# what is this used for?



## artart47 (May 9, 2016)

Hi my Friends!
I found an item in a box of boards an was wondering what it is for. The boards are from video poker machines and the guy who gave them to me is the neighbor of the guy who works on the machines. I thought per-haps it is something he made to test things. 
It's basically a large coil with an on/off switch and came plugged into a short extension cord. I so curious about it.
Art.


----------



## FrugalRefiner (May 9, 2016)

Looks like a degausser.

Dave


----------



## glorycloud (May 9, 2016)

A degausser for sure. We used them on old CRT terminals whose colors were "off".
A handy tool for sure in it's day. 8)


----------



## UncleBenBen (May 9, 2016)

Dave hits the mark again!

I just searched Google images for 'degausser' and found some made just like that one. It is used to demagnetize the screens of old CRT televisions and monitors and restore picture quality.

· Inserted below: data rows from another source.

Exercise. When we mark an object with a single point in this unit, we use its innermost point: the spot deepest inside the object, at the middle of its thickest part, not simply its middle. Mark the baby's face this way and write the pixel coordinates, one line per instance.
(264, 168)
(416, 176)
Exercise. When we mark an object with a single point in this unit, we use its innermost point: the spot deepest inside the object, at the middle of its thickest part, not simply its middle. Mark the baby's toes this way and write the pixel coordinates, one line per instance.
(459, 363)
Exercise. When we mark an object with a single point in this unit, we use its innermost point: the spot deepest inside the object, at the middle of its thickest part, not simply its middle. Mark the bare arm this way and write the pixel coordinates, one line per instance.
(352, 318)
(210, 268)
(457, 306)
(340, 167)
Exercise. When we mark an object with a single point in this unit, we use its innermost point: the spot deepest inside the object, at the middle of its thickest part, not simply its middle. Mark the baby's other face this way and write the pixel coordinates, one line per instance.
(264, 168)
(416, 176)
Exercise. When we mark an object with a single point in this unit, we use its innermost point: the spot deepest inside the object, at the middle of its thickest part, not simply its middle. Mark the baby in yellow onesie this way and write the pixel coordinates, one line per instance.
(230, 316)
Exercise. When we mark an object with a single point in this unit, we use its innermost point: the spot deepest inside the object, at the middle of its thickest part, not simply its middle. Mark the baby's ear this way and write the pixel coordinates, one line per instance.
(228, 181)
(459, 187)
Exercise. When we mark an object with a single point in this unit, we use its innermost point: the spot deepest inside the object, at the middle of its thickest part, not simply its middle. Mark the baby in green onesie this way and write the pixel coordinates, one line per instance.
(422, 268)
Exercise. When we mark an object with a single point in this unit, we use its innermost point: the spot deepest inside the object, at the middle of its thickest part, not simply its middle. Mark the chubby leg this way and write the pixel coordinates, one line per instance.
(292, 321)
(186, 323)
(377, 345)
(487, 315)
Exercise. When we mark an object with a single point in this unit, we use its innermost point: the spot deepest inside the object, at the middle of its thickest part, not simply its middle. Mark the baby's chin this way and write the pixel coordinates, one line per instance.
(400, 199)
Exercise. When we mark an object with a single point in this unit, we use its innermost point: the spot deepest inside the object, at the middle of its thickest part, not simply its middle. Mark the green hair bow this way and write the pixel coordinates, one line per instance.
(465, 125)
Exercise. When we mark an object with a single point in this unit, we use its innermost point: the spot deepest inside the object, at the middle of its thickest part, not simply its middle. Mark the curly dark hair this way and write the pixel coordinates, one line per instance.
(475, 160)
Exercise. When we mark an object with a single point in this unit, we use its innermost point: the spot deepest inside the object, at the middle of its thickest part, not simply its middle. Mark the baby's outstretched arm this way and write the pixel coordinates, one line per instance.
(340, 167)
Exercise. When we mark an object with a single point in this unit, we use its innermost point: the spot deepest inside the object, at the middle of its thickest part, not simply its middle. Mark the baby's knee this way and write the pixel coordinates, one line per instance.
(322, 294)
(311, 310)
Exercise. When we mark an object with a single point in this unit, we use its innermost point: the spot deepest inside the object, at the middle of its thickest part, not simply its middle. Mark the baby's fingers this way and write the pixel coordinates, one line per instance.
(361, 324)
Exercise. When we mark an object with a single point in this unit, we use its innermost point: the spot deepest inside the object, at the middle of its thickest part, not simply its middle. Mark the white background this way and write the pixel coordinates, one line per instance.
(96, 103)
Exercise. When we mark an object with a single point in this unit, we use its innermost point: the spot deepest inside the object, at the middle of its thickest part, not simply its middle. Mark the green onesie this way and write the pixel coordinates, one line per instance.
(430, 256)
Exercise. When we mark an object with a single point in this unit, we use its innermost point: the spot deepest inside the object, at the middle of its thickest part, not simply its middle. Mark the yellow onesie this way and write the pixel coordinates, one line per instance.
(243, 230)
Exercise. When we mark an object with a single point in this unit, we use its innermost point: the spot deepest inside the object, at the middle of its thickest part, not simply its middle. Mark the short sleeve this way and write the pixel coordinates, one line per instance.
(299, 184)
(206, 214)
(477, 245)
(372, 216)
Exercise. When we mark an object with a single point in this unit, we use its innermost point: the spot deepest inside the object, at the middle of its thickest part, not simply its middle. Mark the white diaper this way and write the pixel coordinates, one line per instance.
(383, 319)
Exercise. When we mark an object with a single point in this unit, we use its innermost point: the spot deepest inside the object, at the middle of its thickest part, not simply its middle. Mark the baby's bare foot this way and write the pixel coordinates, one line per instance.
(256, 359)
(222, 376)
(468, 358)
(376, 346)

And now I see glorycloud beat me to it!

I love that I never fail to learn something new here every day!

Ben


----------



## artart47 (May 9, 2016)

Hi! 
I would just process it for copper scrap, but, I'd feel bad if I did that and then found out that some one was looking for one of them.
Do people still use them? Or, are they obsolete?
Art.


----------



## galenrog (May 9, 2016)

They are still used with CRT monitors with specific color problems. For most video monitor applications, they are indeed obsolete. I scrap them.


----------



## upcyclist (May 10, 2016)

galenrog said:


> They are still used with CRT monitors with specific color problems. For most video monitor applications, they are indeed obsolete. I scrap them.


Later generations of CRTs also came with a degauss button--you'd press it after the screen built up a charge, everything on the screen image would jiggle around, then it would settle back down to something crisper than before. 

You could also use 'em to erase magnetic tapes--like those VCR tapes you think are just Cheers reruns, but don't want them getting into the wrong hands just in case


----------



## artart47 (May 10, 2016)

Thanks for the replies!
Art.


----------



## Findm-Keepm (May 11, 2016)

If ya wanna sell it, there is an entire vintage TV crowd drooling over it now....

Videokarma and Antique Radio Forums are a good start. Only used with Color TVs and monitors, but most Color sets had automatic degaussing by 1966, so truly a TV serviceman's tool, and mostly for 60's vintage stuff nowadays. 

...and there are quite a few old TV collectors in Wisconsin that I know of.


----------